At the state government finances level, the discontinuance of GST cess compensation may result in revenue shortfalls. RBI’s recent study has highlighted the deteriorating fiscal situation of 10 states among which the situation in Bihar, Kerala, Punjab, Rajasthan, and West Bengal is even worse with the FD/GSDP ratio (3.5%) exceeding acceptable levels (3%).
Thus, there is a potential of capex allocations to be compromised at state government levels also.
It is hoped that a hike in GST rates on certain products and withdrawal of exemptions will partially make up for the losses due to the discontinuance of the GST compensation cess.
Gold imports have surged from $1 billion (Mar’22) to $6 billion (May’22), while India’s trade deficit has widened from $18.5 billion to $24.2 billion.
We believe such measures may be very temporary as past experiences show that any substantial hike in import duty on gold leads to an increase in imports through unethical routes.
Overall, the government appears to be taking reactionary measures to temper the multiplicity of macroeconomic challenges along with the RBI.
Attainment of macro stability appears to be the primary goal, as was the case in 2013 when India also faced the twin deficit problem along with high inflation in the wake of the US Fed taper tantrum shock.
This time the problem is tricky as a) heading into the current imbalances, the structural growth is lower (2% on a three-year CAGR basis), and b) fiscal deficit/GDP and public debt/GDP is much higher due to the COVID impact. But thankfully the Indian banking sector is much more strongly capitalised now.
Thus, it is very likely that if macro imbalances intensify, there might be further fiscal measures to spread the burden in the economy. This may come in the form of higher tax rate imposition on both corporates and wealthy individuals.
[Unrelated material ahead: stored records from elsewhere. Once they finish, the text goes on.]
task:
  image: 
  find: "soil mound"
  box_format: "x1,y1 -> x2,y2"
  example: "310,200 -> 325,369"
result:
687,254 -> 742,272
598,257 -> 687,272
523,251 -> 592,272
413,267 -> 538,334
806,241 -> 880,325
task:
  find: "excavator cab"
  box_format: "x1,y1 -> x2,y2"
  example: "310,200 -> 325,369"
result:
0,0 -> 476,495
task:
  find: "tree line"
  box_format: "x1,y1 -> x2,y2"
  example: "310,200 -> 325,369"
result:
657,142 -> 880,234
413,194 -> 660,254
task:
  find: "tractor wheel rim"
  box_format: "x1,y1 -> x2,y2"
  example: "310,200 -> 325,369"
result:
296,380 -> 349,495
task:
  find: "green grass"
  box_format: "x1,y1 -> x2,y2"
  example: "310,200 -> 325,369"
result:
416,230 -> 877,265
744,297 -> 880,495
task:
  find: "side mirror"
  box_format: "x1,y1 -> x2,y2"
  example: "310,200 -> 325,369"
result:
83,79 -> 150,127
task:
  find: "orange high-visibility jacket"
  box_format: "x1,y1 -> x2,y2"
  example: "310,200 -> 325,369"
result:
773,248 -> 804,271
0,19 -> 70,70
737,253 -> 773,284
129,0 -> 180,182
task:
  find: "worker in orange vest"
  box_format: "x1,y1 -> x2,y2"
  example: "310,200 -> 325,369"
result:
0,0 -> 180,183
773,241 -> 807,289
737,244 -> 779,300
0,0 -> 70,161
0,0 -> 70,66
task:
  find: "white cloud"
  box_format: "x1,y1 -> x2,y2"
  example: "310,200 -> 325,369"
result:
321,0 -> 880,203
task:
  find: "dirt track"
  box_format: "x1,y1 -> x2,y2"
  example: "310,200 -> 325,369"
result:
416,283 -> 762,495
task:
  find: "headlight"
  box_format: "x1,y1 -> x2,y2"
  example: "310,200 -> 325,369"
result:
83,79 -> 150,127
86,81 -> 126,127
Such fiscal drags can slow the economy and impact corporate performance, thus fortifying our view of slower economic growth in 2-4QFY23 of 4% or lower and 15-20% cutback in the optimistic consensus earnings projections for FY23 (and FY24) for Nifty50 companies.
In our view, there is also a possibility of India launching another series of NRI bonds or deposits to make good the depleting forex reserves with the RBI.